Development and Qualification of a High-Pressure, High-Temperature Chemical Injection Valve

Abstract

AbstractAs conventional oil and gas resources decline, interest in unexplored or underdeveloped areas has grown steadily in recent years. High-pressures and/or high-temperatures (HPHT) are the new normal when exploring these territories, posing tremendous challenges on almost all aspects from drilling to completion and production. One of these challenges is developing chemical injection systems with high integrity and reliability specifically for HPHT applications. The chemical injection systems provide precise wellbore chemistry management by pumping down chemicals via dedicated injection lines. Working principles of chemical injection systems for HPHT applications are not significantly different from those used under less-demanding well conditions; however, challenges remain due to harsh HPHT conditions that affect material and equipment performance.This paper presents the development and qualification of an HPHT chemical injection valve that is the key flow control device in a chemical injection system.
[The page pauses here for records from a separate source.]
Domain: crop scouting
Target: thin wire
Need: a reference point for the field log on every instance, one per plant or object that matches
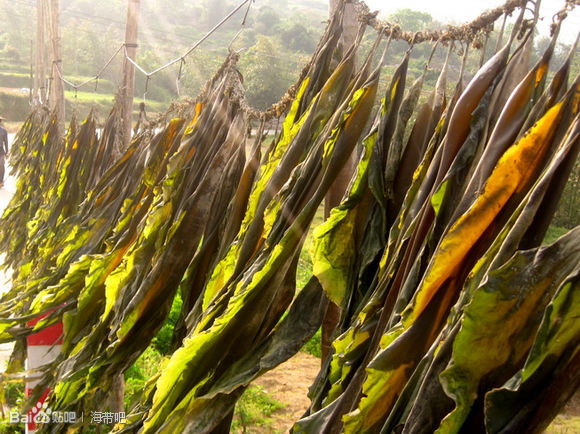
(94, 78)
(193, 47)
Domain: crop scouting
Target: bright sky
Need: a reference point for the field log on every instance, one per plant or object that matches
(461, 11)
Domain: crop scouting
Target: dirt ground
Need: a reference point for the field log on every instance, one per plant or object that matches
(289, 384)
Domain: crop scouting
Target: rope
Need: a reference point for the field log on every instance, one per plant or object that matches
(466, 32)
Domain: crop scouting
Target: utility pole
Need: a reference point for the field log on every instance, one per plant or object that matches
(56, 94)
(128, 87)
(340, 184)
(39, 93)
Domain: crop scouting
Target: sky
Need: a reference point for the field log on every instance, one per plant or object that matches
(461, 11)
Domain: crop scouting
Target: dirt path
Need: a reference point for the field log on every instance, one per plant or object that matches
(289, 384)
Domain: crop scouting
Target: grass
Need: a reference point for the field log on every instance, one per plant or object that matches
(11, 400)
(312, 347)
(254, 409)
(153, 359)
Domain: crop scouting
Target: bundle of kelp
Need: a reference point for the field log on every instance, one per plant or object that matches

The valve contains a pressure differential valve design that creates a "bubble-tight" seal between wellbore fluids and the surface, provides a constant flow rate, and eliminates valve cavitations. The valve was thoroughly tested at various temperatures, pressures and flow rates, and it withstood conditions representative of the most severe well environments. The design cycle was also shortened by integrating computational fluid dynamics (CFD) simulations into the design process and good agreement was achieved between the simulations and the experiments.